Они умолкли, и Сенмут, стоя в тени зонта, почувствован, как его охватывает благоговение. Это и впрямь было священное, таинственное место, достойное владык. Он вдруг показался себе самозванцем, мелким и незначительным. Солнце лило в долину свет из вечно полной горящей чаши, и ни один звук не нарушал ее покой.

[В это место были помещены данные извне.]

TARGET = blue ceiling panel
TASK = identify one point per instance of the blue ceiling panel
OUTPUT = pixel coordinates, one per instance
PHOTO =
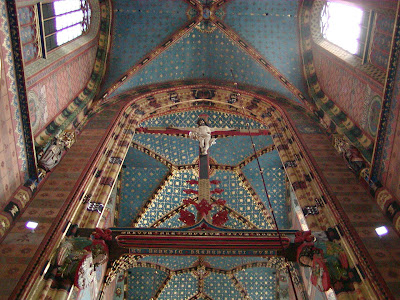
(228, 263)
(130, 41)
(275, 179)
(180, 287)
(178, 150)
(205, 55)
(233, 150)
(144, 282)
(220, 286)
(169, 198)
(259, 282)
(239, 199)
(172, 262)
(189, 119)
(140, 179)
(248, 19)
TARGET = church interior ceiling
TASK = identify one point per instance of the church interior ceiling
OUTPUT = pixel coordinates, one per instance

– Я хочу строить здесь, – сказала Хатшепсут, чей голос почти потерялся в гнетущей тишине. – Это моя священная долина, монумент, выражающий мою божественную сущность. Сюда будут приходить позднее люди, здесь они станут воздавать мне почести. Но как мне построить храм, достойный меня? Такой же прекрасный, как я сама? Я не хочу, чтобы это была пирамида наподобие той, в которой покоится могущественный Ментухотеп, ибо мне кажется, что нависшие над ней угрюмые скалы лишают ее величия. Но тогда что? Удастся ли нам вместе придумать, какая драгоценность достойна того, чтобы украсить собой венец этих гор?

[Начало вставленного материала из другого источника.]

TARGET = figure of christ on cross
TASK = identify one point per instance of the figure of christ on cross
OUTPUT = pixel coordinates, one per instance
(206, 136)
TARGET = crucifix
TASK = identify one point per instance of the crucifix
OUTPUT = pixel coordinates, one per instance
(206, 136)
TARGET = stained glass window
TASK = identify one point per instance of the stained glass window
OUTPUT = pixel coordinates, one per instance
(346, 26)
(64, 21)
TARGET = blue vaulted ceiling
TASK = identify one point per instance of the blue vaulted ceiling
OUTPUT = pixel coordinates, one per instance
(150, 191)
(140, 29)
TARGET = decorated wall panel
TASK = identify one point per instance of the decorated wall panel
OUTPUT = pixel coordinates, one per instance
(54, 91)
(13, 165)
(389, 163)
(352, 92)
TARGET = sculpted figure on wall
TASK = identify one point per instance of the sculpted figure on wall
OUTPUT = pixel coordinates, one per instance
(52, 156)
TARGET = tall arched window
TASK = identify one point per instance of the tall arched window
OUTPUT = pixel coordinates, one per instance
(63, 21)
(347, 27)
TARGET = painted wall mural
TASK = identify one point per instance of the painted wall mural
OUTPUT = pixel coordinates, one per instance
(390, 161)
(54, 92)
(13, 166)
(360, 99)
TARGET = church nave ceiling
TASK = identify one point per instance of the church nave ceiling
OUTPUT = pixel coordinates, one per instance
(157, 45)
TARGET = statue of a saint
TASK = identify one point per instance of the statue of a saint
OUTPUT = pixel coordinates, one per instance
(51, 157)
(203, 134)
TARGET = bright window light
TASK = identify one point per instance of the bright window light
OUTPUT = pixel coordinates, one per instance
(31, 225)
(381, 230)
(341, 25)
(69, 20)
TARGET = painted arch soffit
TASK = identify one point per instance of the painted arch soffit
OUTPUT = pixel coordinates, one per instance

Сенмут не отвечал. Цепким глазом архитектора он уже прикидывал расстояния, оценивал пропорции, измерял высоту. Не осознавая, что делает, он пошел вперед. Хатшепсут и нубиец следовали за ним, медленно ступая по песчаному дну долины. Маячившая вдали пирамидка стала приближаться, но даже когда они прошли половину пути, она по-прежнему казалась крохотной и неуместной. Сенмут остановился, нахмурившись. Наконец он повернулся к пирамиде спиной, и Хатшепсут, с головы до ног укутанная в белый лен, подошла и стала перед ним, не сводя черных глаз с его лица.
– Здесь можно построить величайший в мире храм, – сказал он медленно. – Ты сделала мудрый выбор, могущественная. Я вижу место, полное прохлады и света; возможно, несколько колоннад. Пусть будут углы, но никаких острых шпилей, бросающих вызов скалам. Я должен еще подумать. Позволено ли мне будет, ваше высочество, время от времени приходить сюда поразмышлять?
– Приходи когда захочешь, – ответила она. – А когда все решишь, мы начнем строить. Что ты думаешь о святилище, высеченном среди темных корней самих утесов, где будет сидеть и внимать молитвам мое изображение?
– Это возможно, но мне потребуется помощь хорошего инженера, такого, который любит камень и чувствует его суть. – Он тотчас вспомнил о Бенин. Бения сразу сказал бы, где и насколько глубоко можно резать скалу. Его наметанный глаз пронзил бы отвесный склон насквозь. Но где теперь Бения, одни боги знают, строит под началом Инени что-то таинственное для фараона. Сенмут рассказал о нем Хатшепсут, и та сразу сменила тон.
– Так он твой друг?
В тени не было видно ее глаз, руки, до этого нетерпеливо жестикулировавшие, она спрятала под плащ.
– И он хороший инженер? Наверняка, иначе не работал бы с Инени.
Ее взгляд устремился вверх, за их спины, туда, где тропа вилась вдоль скалы и переваливала через ее вершину. Сенмут почувствовал ее замешательство.
– Тебе непременно нужен этот человек?
– Я знаю его, ваше высочество, и доверяю его суждению. Вместе мы многого сможем добиться.
– Может статься, это окажется невыполнимым, – отрывисто ответила она. – Он не может вернуться.
И снова она бросила взгляд на вершины скал.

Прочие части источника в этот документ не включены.